Mas esses dados não são um
substituto preciso ao conhecimento comunitário porque podem ser mal
interpretados e mal aplicados. A tecnologia não funciona bem para todos de
maneira igualitária e justa, especialmente para
aqueles não-brancos e não-cisgêneros: como diz um estudo
do MIT do ano passado, amplamente citado, três sistemas comuns de
análise facial obtiveram uma taxa de erro de 0,8% para homens
de pele clara, e de 34,7% para mulheres de pele negra. Para cenários de
aplicação de lei, em particular, os riscos de má identificação de pessoas podem
ser graves.
Do reconhecimento facial à
criação de perfis
O software de reconhecimento
facial é uma inovação nas câmeras de vigilância — que foram implantadas para
resolver um problema social. Mas apenas as pessoas, e não a tecnologia, podem
resolver problemas sociais. Pessoas podem ter que aplicar a tecnologia para
resolver esses problemas, entretanto, e aí está o cerne de nosso problema: qual
tecnologia é apropriada e qual não é, quais ferramentas usamos, como o Dr.
Chowdhury e outros se perguntam, para criar uma “sociedade saudável e segura”?
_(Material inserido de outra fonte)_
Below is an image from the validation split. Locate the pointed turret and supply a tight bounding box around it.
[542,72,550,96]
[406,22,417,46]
Respostas a essas questões estão
sendo oferecidas sem debate público suficiente. Ferramentas de reconhecimento
facial que estão amplamente disponíveis e pouco dispendiosas, e usadas sem
regulação ou transparência, são as mais preocupantes. Além disso, não se sabe
se departamentos de polícia com poucos funcionários, conscientes de seu
orçamento ou tecnologicamente inexperientes, seguirão as regras voluntárias
estabelecidas pelos fornecedores do software de reconhecimento.
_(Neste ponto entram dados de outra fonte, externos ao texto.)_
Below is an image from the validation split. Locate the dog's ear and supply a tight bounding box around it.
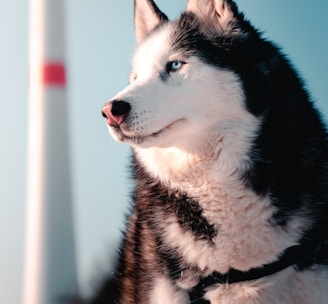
[134,0,168,43]
[187,0,240,35]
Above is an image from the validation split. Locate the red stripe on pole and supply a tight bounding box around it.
[42,62,66,87]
Uma vez que os softwares de
reconhecimento facial de empresas como a Amazon estejam amplamente implantados
— e nós somos as cobaias desses experimentos heterogêneos — o próximo avanço
tecnológico poderá ser importado: inteligência artificial que utiliza o
reconhecimento facial para tirar conclusões sobre nós e o nosso comportamento.
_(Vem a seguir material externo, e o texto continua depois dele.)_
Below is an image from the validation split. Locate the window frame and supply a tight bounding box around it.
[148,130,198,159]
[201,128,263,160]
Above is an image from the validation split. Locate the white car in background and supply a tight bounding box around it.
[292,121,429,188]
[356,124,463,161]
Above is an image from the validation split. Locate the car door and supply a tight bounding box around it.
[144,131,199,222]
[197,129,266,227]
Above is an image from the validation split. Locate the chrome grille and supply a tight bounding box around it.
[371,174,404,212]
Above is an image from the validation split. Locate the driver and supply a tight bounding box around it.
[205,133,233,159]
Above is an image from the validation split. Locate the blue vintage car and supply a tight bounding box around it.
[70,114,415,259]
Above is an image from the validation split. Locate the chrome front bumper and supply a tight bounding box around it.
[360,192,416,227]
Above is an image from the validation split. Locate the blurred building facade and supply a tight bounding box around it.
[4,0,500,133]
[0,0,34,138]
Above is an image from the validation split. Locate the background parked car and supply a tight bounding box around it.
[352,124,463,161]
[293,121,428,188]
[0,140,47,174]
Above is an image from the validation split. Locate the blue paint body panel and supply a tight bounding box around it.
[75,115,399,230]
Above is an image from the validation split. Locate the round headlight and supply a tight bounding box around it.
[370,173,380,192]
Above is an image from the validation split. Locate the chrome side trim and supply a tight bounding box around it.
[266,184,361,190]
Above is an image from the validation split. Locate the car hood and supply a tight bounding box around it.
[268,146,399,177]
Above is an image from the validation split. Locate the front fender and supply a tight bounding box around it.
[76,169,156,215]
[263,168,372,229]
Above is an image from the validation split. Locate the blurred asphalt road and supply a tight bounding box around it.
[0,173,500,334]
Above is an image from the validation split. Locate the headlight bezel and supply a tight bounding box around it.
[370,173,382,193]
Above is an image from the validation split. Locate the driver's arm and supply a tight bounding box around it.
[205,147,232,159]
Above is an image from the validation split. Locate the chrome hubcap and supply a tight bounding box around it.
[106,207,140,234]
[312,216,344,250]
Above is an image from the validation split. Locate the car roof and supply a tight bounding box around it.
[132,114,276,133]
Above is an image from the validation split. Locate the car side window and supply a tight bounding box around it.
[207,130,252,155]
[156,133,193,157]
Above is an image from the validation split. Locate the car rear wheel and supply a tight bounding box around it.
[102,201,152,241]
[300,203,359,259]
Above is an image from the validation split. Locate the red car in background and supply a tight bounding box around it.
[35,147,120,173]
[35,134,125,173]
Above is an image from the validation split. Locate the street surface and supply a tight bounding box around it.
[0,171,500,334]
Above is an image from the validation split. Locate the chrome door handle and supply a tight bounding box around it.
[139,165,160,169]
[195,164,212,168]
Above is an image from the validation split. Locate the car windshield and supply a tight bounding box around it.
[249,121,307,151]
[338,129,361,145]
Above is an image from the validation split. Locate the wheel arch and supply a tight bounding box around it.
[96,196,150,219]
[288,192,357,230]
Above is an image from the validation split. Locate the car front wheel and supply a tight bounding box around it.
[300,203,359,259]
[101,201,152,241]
É isso que está acontecendo agora na China, onde a IA e o reconhecimento facial
está sendo usado para vigiar 11
milhões de Uigures, um grupo minoritário de muçulmanos.
“As tecnologias de reconhecimento
facial, que estão integradas nas redes de segurança chinesas, estão se
expandindo rapidamente, analisam os Uigures exclusivamente baseados em sua
aparência e mantém registros de suas idas e vindas para pesquisa e revisão”,
relata o New York Times em matéria recente. “Essa prática faz da
China pioneira em aplicar a tecnologia da próxima geração para observar as
pessoas, potencialmente inaugurando uma era de racismo automatizado.”
Autoridades e empresas chinesas
estão usando a tecnologia para capturar suspeitos de crimes em eventos públicos
de larga escala e em outras situações cotidianas: identificando pessoas em
aeroportos e hotéis, constrangendo pedestres desatentos em faixas de pedestres
e para publicidade direcionada. O reconhecimento facial também está se
espalhando através dos EUA, desde o controle de fronteiras até propaganda
personalizada nos corredores de supermercados. Um grupo de propriedades de Nova
York recentemente tentou criar chaves baseadas em reconhecimento facial
obrigatórias para as unidades, em seus edifícios de apartamentos com aluguel
estabilizado.
Pode ser que estejamos chegando a
um limite no qual algumas de nossas tecnologias cheguem em casa e se empoleirem
de maneira que empurrem nossos limites e testem nossas normas sociais. Por
exemplo, uma vez que somos “conhecidos” em praticamente todos os lugares que
vamos, então, assim como acontece com outros dados que nos acossam e
reconhecem, podemos ser constantemente “perfilados”. Quando somos “perfilados”,
imagina-se que nosso comportamento pode ser previsto. Uma vez que nossos
comportamentos podem ser “previstos” por governos e mercados, então podemos
perder nossa capacidade de ação (e senso de realidade) em face dos algoritmos,
que geram mais “dados confiáveis” do que nossas explicativas ou
autoconhecimento e consciência, ou aqueles das pessoas que conhecemos.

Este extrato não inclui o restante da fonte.